Additionally, § 546(c) of the Bankruptcy Code sets forth the right of a seller that has sold goods to the debtor in the ordinary course of its business to reclaim such goods if the debtor has received the goods while insolvent, within 45 days before the date of the commencement of the relevant bankruptcy proceeding, as long as the seller demands in writing the reclamation of such goods:
- no later than 45 days after the date of receipt of those goods by the debtor; or
- no later than 20 days after the date of the commencement of the case if the 45-day period expires after the commencement of the bankruptcy case.
As in Mexico, § 503(b)(9) of the Bankruptcy Code provides that after notice and a hearing, payment of administrative expenses shall be allowed, including the value of any goods received by the debtor within 20 days before the date of the commencement of a case under chapter 11 in which the goods have been sold to the debtor in the ordinary course of the debtor’s business. These are considered administrative expense claims under § 503(b)(9) of the Bankruptcy Code, which are therefore given priority treatment over general unsecured claims. Hence, they must be paid in full for a chapter 11 debtor to emerge from bankruptcy. Thus, § 503(b)(9) claims are generally paid faster.
Given that it is an administrative expense and not a pre-petition claim, a chapter 11 debtor with the necessary funds can cover the allowed administrative expense before confirmation of a plan. Accordingly, creditors that successfully assert a § 503(b)(9) claim for goods delivered within 20 days of the petition date have an increased likelihood for a full and quicker recovery. 
Proposal to Unify Judicial Criteria
Taking into consideration the foregoing, this article does not intend to make an exhaustive study of the separation action (ruled by the LCM) nor the possibility of recovering creditors’ assets in insolvency proceedings under U.S. law. Rather, it intends to explain judicial practices by some Mexican federal courts, and provide elements to overcome their shortcomings, by taking advantage of existing U.S. law and judicial precedents in cross-border litigation proceedings.
The authors of this article consider that Mexican federal courts should standardize their criteria and make a true evaluation of the ratio legis of the separation action as it was conceived in the LCM. Using the U.S. legislation as a reference, creditors should be allowed to reclaim goods and assets from a debtor-applicant for bankruptcy proceedings upon written demand, as long as the goods or assets were received by debtor within a specific time frame before the date of the commencement of the bankruptcy proceeding.
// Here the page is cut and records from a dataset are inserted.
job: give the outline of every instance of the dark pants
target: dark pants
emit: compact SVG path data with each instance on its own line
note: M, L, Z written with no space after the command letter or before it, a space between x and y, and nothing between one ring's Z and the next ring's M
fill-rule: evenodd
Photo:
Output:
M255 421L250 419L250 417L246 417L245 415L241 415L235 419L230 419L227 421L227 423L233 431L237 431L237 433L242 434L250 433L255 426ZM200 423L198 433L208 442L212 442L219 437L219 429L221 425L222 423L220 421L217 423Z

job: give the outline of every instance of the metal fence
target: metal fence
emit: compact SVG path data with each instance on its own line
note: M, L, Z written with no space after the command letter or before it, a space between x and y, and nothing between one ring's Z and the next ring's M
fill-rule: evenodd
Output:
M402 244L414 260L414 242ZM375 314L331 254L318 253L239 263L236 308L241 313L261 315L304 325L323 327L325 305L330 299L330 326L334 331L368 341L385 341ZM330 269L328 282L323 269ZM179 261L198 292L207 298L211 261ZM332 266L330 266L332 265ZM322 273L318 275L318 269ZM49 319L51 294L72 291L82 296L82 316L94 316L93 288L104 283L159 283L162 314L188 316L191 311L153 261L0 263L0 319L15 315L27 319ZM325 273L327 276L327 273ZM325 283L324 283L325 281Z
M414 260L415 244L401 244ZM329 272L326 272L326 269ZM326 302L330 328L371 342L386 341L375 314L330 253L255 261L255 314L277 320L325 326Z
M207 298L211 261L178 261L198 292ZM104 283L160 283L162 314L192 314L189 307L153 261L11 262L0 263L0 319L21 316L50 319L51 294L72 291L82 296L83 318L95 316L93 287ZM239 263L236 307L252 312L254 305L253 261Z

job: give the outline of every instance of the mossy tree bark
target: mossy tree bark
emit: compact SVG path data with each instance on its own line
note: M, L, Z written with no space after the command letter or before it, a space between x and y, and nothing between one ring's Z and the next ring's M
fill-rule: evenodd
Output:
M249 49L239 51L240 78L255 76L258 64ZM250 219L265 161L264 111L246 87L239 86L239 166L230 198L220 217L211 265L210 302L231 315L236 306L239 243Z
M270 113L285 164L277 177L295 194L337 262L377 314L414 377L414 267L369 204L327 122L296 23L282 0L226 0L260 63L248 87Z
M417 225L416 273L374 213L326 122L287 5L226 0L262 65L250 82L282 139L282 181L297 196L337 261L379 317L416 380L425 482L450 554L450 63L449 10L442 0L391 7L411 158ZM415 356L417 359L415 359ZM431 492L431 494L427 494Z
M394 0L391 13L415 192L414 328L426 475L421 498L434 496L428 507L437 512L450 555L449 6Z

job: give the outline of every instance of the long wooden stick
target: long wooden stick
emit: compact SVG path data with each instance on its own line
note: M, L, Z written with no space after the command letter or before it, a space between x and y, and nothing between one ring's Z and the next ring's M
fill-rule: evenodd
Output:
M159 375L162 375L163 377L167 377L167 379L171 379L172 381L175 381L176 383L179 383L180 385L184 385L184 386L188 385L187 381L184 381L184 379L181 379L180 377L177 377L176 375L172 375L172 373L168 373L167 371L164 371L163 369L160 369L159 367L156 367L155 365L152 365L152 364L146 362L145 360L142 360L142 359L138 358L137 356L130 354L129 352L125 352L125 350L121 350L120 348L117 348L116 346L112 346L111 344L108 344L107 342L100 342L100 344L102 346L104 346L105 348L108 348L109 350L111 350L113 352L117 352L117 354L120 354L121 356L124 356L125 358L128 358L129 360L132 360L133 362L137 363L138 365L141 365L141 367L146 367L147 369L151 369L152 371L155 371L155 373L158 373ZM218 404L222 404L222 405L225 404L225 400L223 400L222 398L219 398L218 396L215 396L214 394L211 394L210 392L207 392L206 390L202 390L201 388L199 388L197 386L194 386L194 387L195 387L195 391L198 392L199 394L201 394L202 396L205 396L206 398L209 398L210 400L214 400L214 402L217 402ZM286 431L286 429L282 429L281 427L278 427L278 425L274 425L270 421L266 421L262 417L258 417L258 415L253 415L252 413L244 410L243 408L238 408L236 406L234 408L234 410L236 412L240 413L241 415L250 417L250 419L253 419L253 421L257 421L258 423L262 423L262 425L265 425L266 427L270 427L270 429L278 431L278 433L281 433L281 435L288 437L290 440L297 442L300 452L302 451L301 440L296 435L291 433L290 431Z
This would leave creditors in a better position than where they currently stand, since they would have two options: (1) recover the goods and assets transferred to the bankrupt, which would enable creditors to obtain a profit from them by third parties; or (2) allow the debtor (bankrupt) to continue with the possession of such goods or assets, but give the creditor a priority claim over them — that is, get paid for their use as an administrative expense, prior to any other credit.
 Articles 70 and 71 of LCM.
 On March 4, 2022, by General Agreement of the Federal Judiciary Council 4/2022, published in the Official Gazette of the Federation, such collegiate body ordered the creation of the First and Second District Courts specialized in Commercial Bankruptcy (“bankruptcy courts”).
 Credits contracted for the administration of the bankrupt’s estate, as well as those indispensable to maintain the ordinary operation of the company and the necessary liquidity during the insolvency proceedings.
 Bernstein, Scott H. & Rich, Robert A., “Claims for Goods Delivered on the Eve of a Bankruptcy Filing: What Every Business Lawyer Needs to Know,” NY Business Law Journal, Winter 2020, Vol. 14, No. 2.